Spöttisch begegnete sie seinem Blick.
„Ist es das, was auch Sie gerade versuchen?"
„Bis eben hatte ich mich noch nicht entschieden, aber nun glaube ich, das könnte sehr interessant werden", entgegnete er schlagfertig. „Machen Sie mir die Freude und nennen mich Udo?"
„Gehen Sie immer so direkt vor?"
„Nur wenn eine Frau mich vom ersten Augenblick an fasziniert.“
„Sie kennen mich doch gar nicht.“
„Gerade das möchte ich ändern“, meinte er und bot ihr seinen Arm. „Darf ich Sie um einen Tanz bitten, Frau Doktor?“
„Wahrscheinlich komme ich sowieso nicht drum herum“, sagte sie in scheinbarer Verzweiflung und hängte sich bei ihm ein. „Bringen wir es also hinter uns.“
„Nicht so enthusiastisch“, flüsterte Udo ihr zu. „Was sollen denn die anderen Gäste denken?“
„Sie sind unmöglich", lachte Mona, worauf er sie zu den anderen Tanzenden führte.
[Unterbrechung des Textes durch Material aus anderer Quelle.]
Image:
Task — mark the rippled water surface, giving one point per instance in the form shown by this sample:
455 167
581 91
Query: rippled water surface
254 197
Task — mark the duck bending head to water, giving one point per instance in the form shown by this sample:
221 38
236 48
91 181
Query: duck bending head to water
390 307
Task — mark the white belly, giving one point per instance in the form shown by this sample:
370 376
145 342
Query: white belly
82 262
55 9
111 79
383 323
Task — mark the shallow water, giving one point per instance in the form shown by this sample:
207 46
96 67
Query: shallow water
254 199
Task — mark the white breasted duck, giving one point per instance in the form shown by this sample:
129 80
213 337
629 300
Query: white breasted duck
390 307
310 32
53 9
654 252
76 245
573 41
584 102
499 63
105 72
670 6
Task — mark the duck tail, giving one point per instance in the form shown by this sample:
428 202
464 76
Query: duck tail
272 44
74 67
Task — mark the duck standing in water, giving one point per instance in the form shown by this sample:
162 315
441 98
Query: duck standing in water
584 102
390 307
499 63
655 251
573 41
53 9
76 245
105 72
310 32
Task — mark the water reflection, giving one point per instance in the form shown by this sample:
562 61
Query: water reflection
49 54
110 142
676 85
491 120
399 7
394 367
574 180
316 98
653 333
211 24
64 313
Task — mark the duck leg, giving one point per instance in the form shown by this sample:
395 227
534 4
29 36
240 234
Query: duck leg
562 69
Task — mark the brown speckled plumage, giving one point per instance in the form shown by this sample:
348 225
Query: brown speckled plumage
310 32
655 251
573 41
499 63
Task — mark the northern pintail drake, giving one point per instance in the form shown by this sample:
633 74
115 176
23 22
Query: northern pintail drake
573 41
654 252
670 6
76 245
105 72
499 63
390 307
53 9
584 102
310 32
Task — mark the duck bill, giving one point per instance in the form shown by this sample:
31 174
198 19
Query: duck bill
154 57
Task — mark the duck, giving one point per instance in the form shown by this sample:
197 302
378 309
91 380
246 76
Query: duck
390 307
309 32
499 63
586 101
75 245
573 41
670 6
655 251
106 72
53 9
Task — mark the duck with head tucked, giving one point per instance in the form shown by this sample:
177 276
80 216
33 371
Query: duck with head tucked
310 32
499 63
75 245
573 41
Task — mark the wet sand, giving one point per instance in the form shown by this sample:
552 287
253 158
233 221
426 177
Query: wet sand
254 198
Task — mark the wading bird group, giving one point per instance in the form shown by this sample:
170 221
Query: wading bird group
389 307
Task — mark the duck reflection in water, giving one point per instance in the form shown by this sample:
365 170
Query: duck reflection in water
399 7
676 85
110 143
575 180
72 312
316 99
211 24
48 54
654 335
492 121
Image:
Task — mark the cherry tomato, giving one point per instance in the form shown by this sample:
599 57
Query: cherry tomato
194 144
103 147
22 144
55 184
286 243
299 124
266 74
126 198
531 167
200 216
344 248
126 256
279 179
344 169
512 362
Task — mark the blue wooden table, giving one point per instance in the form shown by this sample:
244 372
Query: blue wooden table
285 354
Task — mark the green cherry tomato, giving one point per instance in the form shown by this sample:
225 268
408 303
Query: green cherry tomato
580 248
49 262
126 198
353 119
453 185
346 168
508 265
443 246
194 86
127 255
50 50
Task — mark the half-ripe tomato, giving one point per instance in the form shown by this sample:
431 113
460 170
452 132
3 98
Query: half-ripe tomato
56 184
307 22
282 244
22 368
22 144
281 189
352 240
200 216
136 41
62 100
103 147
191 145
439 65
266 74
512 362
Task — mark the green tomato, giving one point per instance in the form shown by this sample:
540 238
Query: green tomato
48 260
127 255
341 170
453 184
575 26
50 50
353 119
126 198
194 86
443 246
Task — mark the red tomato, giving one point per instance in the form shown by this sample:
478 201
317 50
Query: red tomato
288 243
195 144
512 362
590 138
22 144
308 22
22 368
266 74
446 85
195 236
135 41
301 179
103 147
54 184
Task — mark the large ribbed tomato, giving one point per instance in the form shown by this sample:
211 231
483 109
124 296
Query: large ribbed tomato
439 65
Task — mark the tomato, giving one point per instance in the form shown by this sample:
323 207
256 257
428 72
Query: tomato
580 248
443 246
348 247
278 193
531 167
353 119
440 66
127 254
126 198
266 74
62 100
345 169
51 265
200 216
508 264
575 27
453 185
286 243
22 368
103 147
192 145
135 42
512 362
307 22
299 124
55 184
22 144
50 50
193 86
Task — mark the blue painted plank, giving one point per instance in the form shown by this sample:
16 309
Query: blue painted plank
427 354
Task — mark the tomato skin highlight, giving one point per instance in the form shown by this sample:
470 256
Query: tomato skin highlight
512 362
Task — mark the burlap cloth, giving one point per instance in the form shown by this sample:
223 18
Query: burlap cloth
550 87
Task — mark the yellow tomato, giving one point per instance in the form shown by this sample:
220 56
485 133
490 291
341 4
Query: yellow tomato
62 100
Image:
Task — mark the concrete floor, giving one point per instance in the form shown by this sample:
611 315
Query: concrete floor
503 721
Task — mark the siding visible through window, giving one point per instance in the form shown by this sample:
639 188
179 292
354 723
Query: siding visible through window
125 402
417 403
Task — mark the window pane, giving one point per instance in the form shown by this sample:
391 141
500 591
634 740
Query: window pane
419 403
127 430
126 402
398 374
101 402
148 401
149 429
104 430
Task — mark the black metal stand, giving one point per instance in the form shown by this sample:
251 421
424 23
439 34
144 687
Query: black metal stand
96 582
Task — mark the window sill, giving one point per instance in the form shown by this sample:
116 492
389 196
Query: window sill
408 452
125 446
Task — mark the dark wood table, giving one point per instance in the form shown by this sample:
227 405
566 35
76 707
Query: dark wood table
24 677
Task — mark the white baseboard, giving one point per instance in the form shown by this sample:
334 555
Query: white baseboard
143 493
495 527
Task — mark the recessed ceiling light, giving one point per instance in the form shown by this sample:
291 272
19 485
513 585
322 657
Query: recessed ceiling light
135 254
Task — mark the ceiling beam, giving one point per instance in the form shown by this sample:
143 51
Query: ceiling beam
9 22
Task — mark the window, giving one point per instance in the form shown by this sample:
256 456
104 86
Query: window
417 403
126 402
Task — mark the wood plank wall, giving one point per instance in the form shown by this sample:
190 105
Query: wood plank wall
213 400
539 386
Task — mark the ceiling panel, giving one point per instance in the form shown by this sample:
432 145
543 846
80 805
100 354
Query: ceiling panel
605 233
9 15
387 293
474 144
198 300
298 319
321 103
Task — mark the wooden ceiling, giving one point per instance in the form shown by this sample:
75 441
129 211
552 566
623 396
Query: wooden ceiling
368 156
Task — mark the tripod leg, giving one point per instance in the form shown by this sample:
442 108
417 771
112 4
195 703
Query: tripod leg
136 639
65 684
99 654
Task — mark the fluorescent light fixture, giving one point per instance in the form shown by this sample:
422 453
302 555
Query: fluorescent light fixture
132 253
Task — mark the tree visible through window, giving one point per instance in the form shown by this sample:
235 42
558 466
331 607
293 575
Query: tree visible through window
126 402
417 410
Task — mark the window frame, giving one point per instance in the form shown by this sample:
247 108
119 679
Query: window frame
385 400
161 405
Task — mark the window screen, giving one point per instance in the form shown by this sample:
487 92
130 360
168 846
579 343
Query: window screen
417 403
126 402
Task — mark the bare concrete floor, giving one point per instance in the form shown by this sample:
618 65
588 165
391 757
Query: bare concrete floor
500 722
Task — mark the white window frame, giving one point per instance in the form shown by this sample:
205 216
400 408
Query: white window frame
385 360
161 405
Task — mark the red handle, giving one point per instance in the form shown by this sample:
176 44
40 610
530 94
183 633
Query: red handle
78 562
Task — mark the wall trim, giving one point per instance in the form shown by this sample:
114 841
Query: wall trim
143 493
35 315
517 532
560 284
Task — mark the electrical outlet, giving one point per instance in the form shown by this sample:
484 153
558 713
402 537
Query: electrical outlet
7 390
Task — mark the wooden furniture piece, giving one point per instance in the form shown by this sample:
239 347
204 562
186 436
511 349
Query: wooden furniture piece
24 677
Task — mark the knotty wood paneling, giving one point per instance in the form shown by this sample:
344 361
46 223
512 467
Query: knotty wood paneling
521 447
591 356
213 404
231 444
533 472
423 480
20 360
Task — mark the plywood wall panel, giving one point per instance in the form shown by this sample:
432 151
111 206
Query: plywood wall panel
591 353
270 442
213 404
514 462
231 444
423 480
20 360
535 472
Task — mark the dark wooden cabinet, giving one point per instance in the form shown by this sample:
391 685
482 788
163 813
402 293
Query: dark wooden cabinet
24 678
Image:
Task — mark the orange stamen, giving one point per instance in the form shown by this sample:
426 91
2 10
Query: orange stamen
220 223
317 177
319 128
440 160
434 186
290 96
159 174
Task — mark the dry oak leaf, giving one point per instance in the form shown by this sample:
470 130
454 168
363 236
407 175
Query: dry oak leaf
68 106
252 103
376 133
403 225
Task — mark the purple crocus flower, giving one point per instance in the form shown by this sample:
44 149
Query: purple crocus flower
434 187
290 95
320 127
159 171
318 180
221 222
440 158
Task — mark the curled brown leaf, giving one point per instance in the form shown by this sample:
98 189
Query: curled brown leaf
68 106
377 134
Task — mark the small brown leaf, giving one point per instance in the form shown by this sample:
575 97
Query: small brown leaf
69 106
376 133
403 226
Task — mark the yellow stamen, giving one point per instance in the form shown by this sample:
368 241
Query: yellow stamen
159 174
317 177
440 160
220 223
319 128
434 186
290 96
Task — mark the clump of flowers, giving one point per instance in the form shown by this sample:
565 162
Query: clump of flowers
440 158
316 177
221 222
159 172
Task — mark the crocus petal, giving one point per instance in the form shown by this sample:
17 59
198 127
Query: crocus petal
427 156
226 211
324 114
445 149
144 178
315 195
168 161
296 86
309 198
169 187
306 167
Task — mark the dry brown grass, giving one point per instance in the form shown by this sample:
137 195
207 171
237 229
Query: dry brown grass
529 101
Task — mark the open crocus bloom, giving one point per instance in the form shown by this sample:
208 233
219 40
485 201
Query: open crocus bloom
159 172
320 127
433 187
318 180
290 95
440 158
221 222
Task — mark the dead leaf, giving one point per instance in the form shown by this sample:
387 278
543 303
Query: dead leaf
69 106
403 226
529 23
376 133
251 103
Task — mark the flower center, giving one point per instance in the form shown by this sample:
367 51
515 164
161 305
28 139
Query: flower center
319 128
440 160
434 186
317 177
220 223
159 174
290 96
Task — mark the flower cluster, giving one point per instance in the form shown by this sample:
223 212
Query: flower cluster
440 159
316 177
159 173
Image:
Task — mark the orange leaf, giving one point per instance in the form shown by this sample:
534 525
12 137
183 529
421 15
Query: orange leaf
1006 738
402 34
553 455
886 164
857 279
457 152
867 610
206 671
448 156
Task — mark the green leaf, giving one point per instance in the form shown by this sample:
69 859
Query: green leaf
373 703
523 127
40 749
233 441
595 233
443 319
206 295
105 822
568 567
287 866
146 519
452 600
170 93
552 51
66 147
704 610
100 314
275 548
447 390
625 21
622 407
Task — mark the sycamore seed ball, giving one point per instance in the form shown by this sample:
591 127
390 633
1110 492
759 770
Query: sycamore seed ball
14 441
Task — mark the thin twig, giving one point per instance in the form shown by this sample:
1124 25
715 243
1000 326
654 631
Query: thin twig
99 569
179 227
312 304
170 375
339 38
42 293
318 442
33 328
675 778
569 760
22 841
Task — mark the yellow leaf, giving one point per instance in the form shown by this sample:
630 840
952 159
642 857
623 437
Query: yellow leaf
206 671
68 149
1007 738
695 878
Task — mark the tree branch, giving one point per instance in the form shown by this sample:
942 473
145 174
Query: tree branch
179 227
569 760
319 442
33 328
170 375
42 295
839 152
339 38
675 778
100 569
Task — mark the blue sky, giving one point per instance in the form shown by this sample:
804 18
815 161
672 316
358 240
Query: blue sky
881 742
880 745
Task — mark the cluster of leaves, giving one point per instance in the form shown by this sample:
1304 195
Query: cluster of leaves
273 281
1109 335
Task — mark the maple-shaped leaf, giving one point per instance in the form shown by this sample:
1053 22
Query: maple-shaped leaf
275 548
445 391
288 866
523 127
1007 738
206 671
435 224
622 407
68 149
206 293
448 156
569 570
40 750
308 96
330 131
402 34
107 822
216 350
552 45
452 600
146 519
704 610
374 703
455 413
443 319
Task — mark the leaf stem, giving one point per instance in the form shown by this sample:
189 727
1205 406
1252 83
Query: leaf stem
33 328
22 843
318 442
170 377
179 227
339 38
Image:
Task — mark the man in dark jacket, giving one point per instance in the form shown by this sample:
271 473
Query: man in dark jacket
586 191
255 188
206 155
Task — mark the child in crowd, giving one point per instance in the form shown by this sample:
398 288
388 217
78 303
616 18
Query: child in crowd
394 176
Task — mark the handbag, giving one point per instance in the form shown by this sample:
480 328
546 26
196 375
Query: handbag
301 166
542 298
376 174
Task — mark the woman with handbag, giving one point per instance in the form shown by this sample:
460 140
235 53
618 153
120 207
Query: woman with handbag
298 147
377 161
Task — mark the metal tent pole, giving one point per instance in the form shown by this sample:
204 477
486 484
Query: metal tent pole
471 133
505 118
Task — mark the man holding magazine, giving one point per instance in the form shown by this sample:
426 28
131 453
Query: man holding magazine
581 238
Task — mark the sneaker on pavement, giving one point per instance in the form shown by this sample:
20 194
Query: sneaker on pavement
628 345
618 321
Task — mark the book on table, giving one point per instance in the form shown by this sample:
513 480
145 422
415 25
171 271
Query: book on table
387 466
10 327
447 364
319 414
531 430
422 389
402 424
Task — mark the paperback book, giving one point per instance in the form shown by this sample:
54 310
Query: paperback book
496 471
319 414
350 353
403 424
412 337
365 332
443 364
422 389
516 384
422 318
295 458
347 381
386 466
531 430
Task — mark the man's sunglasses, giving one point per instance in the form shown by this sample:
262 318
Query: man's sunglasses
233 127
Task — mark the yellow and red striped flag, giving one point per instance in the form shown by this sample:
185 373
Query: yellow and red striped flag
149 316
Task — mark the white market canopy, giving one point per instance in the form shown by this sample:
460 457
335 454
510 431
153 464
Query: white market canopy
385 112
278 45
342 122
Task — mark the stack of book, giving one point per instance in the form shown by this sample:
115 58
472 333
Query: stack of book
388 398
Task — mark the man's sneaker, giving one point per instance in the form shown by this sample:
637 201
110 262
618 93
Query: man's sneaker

Derweil wich Manuel nicht von Brigittes Seite. Obwohl er kein begeisterter Partygänger war, fühlte er sich an diesem Abend ausgesprochen wohl. Die Gastgeberin machte ihn mit einigen der Anwesenden bekannt. Daraufhin musste er viele Fragen über seine Reisen beantworten. Trotzdem ließ er Brigitte nicht aus den Augen. Sie sah bezaubernd aus in dem langen, hochgeschlossenen Kleid aus beigefarbener Seide. So züchtig es von vorn wirkte, umso reizvoller war die Rückansicht, bei der der Designer offenbar Stoff gespart hatte. Vom Nacken bis zur Hüfte war das Modell geschlitzt und gewährte dadurch einen tiefen Einblick. Dieses Kleid spiegelte Brigittes Persönlichkeit wider: Es war elegant und erlesen, dennoch weich, sinnlich und verführerisch. Auch ohne viel Fantasie erkannte Manuel, dass Brigitte unter dem Oberteil nichts als gebräunte Haut trug, was sie sich bei ihrer schlanken Figur spielend leisten konnte.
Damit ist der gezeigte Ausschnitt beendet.